Climate Change Forces Species to Move Higher Ground, Latitudes: Study, International Business Times, Aug 22

A new study by a team based in the University of York in England found that species have been moving towards the poles as they are seeking cooler conditions at a rate almost three times the normal rate. For organisms that are migrating further up mountains, the average rate of movement is about twice as fast as realized. The results are published in the journal Science, and have helped to reinforce what scientists have long been saying — that there is a link between climate change and shifts in species’ global ranges.

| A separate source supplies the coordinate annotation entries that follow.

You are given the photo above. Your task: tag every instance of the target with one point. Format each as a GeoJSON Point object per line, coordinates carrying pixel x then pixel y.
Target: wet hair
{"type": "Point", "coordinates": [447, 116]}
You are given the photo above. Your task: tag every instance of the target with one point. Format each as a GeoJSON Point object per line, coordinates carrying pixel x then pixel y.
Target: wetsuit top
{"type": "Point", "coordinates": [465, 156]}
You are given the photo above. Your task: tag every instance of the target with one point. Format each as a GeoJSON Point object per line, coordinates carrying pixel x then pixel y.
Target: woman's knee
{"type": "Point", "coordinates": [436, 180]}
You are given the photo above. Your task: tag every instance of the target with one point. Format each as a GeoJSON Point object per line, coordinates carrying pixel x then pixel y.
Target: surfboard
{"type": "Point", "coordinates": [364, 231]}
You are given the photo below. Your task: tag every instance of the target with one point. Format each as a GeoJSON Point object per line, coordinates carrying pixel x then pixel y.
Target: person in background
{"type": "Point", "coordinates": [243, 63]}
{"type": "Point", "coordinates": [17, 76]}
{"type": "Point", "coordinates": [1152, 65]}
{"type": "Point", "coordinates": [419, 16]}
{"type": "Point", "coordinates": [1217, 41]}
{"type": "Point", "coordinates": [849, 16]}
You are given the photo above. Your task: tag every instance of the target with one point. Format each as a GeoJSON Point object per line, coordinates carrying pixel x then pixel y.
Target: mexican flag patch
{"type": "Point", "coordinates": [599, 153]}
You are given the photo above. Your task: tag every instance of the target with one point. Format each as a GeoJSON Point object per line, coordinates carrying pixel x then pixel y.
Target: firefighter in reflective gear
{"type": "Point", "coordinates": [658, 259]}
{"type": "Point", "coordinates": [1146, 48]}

EU may propose plan to extend Kyoto: report, Reuters, Aug 23

The EU could yet table a proposal that would throw the beleaguered Kyoto Protocol a lifeline and secure the future of the Clean Development Mechanism (CDM) beyond 2012, government negotiators and observers have told Point Carbon News. Officials from the bloc’s member states will in the next few weeks discuss whether to formally back a plan to extend the life of the 1997 climate treaty, on condition it would expire in 2018 and be replaced with a single global pact that includes capping all major nations’ emissions.

El Nino Ups Conflict Odds, Scientific American, Aug 26

A new study, conducted by researchers at Columbia University’s Earth Institute, finds that the risk of civil war in tropical countries increases during hot, dry El Nino years as opposed to cooler La Nina periods. The risk of conflict doubled during El Nino years – but only in tropical countries most affected by the climate cycle. This study can’t determine a cause, but the researchers say hot El Nino conditions can diminish harvests, causing food shortages and sparking conflicts.